О чем еще мы беседовали? Так, ни о чем. Но на душе становилось чуть легче.
Как на посещения аристократом нищей хибары смотрели соседи – совершенно не волновало. Для меня вообще перестало существовать окружение, за исключением нескольких человек. Учитель Доо, сам не чурающийся общаться на равных с людьми из самых разных слоев общества, не подвергал критике эти странные визиты, а после рассказа о чудных умениях калеки даже одобрил. Аянга, стараясь быть незаметной, сопровождала до дома Мочи и обратно, не докучая вопросами. Но я сам понимал, что как за костыль держусь за стылую пустоту развалин чужого жилья и обитающего в них человека, находя созвучие с собственным состоянием.
Как-то попробовал напиться. Должен сказать, что измененное состояние сознания мне понравилось. Когда в горло скользнул первый глоток крепкого вина, ледяные тиски внутри чуть разжались, и я впервые за все эти дни смог вздохнуть полной грудью.
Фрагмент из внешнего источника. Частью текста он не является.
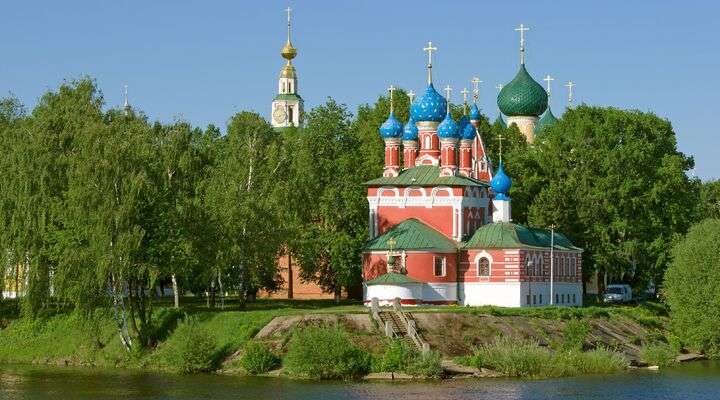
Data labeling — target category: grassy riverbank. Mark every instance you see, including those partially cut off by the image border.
[0,299,681,379]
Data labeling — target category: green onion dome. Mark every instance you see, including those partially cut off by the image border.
[535,107,558,135]
[498,64,547,117]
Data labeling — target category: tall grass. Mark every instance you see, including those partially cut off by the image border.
[465,337,628,378]
[283,327,370,379]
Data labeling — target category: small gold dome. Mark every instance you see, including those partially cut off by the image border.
[280,62,295,79]
[280,40,297,60]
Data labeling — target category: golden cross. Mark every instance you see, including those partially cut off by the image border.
[388,85,396,112]
[515,24,530,64]
[498,133,503,163]
[565,81,575,107]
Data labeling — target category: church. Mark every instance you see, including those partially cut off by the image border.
[362,25,583,307]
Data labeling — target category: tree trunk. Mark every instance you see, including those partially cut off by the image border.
[172,274,180,308]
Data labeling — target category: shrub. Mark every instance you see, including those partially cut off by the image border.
[640,343,677,367]
[165,318,216,374]
[376,339,416,372]
[240,341,280,375]
[475,337,551,376]
[284,327,370,379]
[664,218,720,357]
[560,319,590,351]
[470,338,628,378]
[405,351,443,378]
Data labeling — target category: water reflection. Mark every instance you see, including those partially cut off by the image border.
[0,362,720,400]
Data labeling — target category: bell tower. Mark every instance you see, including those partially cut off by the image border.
[270,7,304,128]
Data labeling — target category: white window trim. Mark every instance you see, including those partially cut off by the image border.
[433,256,447,278]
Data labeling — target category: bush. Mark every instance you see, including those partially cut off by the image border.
[240,342,280,375]
[284,327,370,379]
[560,319,590,351]
[376,339,416,372]
[404,351,443,379]
[664,219,720,357]
[640,343,677,367]
[165,318,216,374]
[470,338,628,378]
[475,337,551,377]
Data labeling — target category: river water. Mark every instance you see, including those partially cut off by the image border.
[0,362,720,400]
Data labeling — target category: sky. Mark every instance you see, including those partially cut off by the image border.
[0,0,720,179]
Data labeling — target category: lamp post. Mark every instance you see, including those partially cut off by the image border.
[550,224,555,305]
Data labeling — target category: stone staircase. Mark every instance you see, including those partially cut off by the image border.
[370,299,430,352]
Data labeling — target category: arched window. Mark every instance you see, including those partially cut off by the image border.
[478,257,490,277]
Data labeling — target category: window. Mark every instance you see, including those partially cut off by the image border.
[478,257,490,277]
[433,257,445,276]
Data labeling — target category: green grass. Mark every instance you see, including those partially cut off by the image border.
[458,337,628,378]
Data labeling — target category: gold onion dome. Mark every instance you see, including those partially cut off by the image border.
[280,40,297,61]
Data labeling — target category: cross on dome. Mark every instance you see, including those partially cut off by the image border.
[515,24,530,64]
[423,42,437,85]
[443,85,452,114]
[543,74,555,96]
[470,76,482,102]
[388,85,397,112]
[565,81,575,107]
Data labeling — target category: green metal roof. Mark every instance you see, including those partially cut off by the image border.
[535,106,558,134]
[498,64,547,117]
[365,272,420,286]
[463,222,582,251]
[365,165,487,187]
[275,94,302,101]
[365,218,457,251]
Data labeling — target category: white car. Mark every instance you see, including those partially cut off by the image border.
[603,284,632,303]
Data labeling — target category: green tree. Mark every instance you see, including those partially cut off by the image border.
[524,106,697,285]
[663,218,720,357]
[206,112,286,300]
[288,99,372,300]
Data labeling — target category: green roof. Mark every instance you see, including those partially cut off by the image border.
[535,106,558,134]
[463,222,582,251]
[275,94,302,101]
[365,218,457,251]
[365,165,487,186]
[365,272,420,286]
[498,64,547,117]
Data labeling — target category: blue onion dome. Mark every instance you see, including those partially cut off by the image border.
[470,104,480,121]
[535,107,558,134]
[380,112,402,139]
[438,113,460,139]
[460,119,477,140]
[410,83,447,122]
[458,115,470,137]
[403,117,418,140]
[490,161,512,200]
[498,64,547,117]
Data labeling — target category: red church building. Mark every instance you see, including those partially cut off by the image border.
[362,40,582,307]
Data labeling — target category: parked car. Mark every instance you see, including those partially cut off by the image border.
[603,284,632,303]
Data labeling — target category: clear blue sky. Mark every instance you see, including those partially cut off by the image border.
[0,0,720,178]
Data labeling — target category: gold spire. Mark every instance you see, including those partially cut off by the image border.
[280,7,297,64]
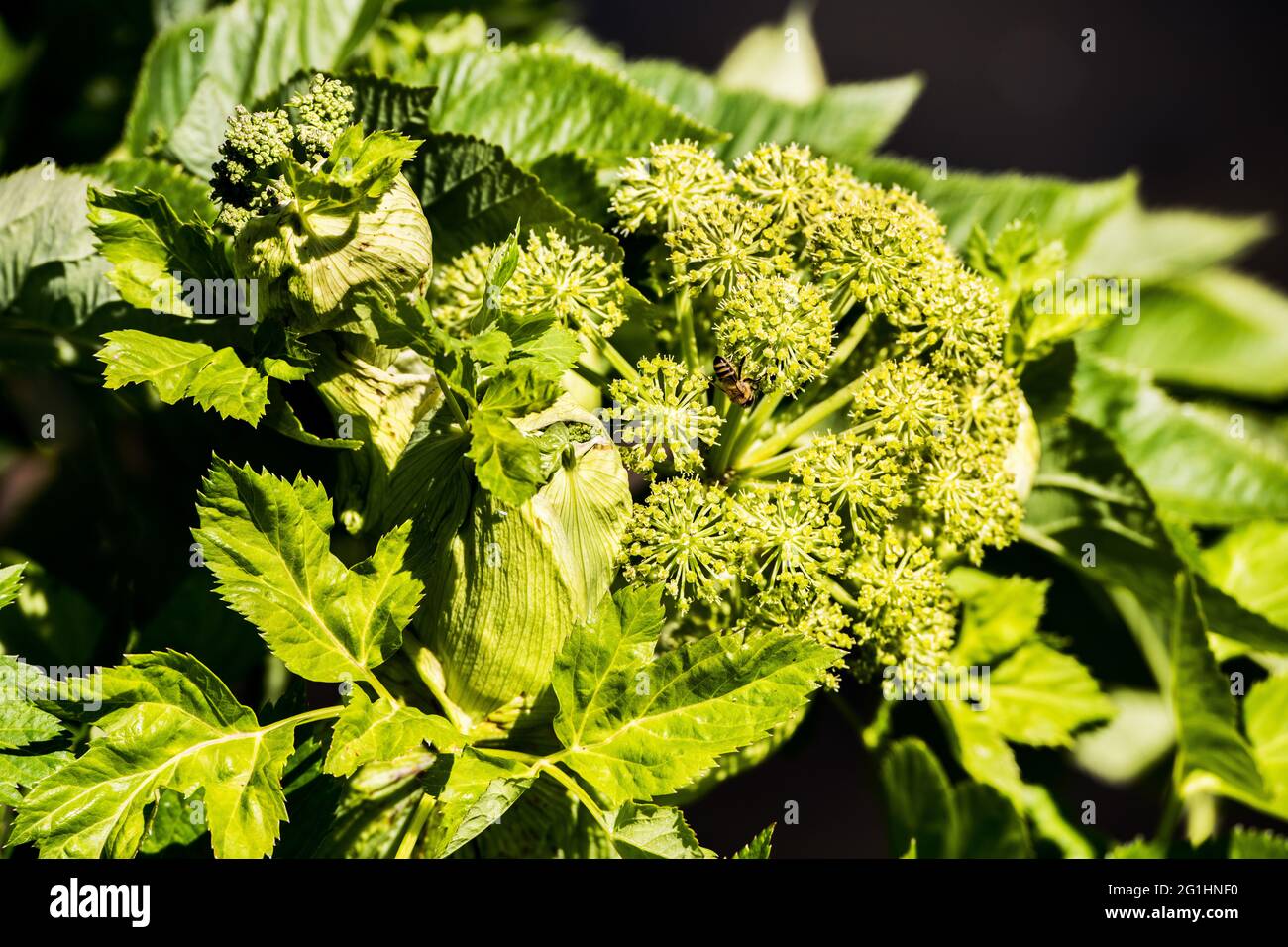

Взор вернул былую ясность, строки трактата в руках обрели смысл, воспоминания о потере смыло теплой волной. Впервые уснул спокойно, скинув груз боли.
Но, как оказалось, вино таило свои ловушки. И в одну из них я угодил.
– Ну наконец-то! – окликнул меня густой ласковый голос. – Устала ждать, когда ты разрушишь стены, которыми огородил свой разум.
Дева Ночи. И вот только ее мне не хватало! Я любовался стелющимся морем травы, его волны ласково перекатывал теплый ветер, напоенный ароматами полевых цветов и земляники. Оборачиваться не хотелось.
– Я виновата, Аль-Тарук, – на плечо села бабочка с черными бархатистыми крыльями, украшенными бирюзовыми с золотом «глазами». – Так хотела подарить тебе настоящую любовь…
– Судьба дает каждому свой путь, Госпожа Иллюзий, – спиной чувствовал жар ее тела. – Но выбор остается за нами. Живущие любят, не спрашивая богов.